18

How do I turn the following into a Parallel.ForEach?

public async void getThreadContents(String[] threads)
{
    HttpClient client = new HttpClient();
    List<String> usernames = new List<String>();
    int i = 0;

    foreach (String url in threads)
    {
        i++;
        progressLabel.Text = "Scanning thread " + i.ToString() + "/" + threads.Count<String>();
        HttpResponseMessage response = await client.GetAsync(url);
        String content = await response.Content.ReadAsStringAsync();
        String user;
        Predicate<String> userPredicate;
        foreach (Match match in regex.Matches(content))
        {
            user = match.Groups[1].ToString();
            userPredicate = (String x) => x == user;
            if (usernames.Find(userPredicate) != user)
            {
                usernames.Add(match.Groups[1].ToString());
            }
        }
        progressBar1.PerformStep();
    }
}

I coded it in the assumption that asynchronous and parallel processing would be the same, and I just realized it isn't. I took a look at all the questions I could find on this, and I really can't seem to find an example that does it for me. Most of them lack readable variable names. Using single-letter variable names which don't explain what they contain is a horrible way to state an example.

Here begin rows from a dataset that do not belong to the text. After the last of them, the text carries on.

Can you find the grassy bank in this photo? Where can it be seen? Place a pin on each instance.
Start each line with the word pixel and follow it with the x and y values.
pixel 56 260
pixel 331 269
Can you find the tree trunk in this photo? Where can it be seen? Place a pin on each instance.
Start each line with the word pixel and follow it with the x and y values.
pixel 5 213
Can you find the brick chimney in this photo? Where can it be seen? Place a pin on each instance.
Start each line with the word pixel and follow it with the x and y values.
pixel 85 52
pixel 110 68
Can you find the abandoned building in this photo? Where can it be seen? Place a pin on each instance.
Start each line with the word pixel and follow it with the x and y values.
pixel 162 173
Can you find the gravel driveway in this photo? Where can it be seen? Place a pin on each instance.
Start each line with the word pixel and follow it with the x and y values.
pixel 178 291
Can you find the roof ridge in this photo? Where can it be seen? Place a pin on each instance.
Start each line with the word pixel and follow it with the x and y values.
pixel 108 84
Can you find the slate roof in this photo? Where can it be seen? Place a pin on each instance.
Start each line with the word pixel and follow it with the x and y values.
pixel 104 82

I normally have between 300 and 2000 entries in the array named threads (Contains URL's to forum threads) and it would seem that parallel processing (Due to the many HTTP requests) would speed up the execution).

Do I have to remove all the asynchrony (I got nothing async outside the foreach, only variable definitions) before I can use Parallel.ForEach? How should I go about doing this? Can I do this without blocking the main thread?

I am using .NET 4.5 by the way.

svick
  • 236,525
  • 50
  • 385
  • 514
Steen Schütt
  • 1,355
  • 1
  • 17
  • 31

4 Answers4

16

I coded it in the assumption that asynchronous and parallel processing would be the same

Asynchronous processing and parallel processing are quite different. If you don't understand the difference, I think you should first read more about it (for example what is the relation between Asynchronous and parallel programming in c#?).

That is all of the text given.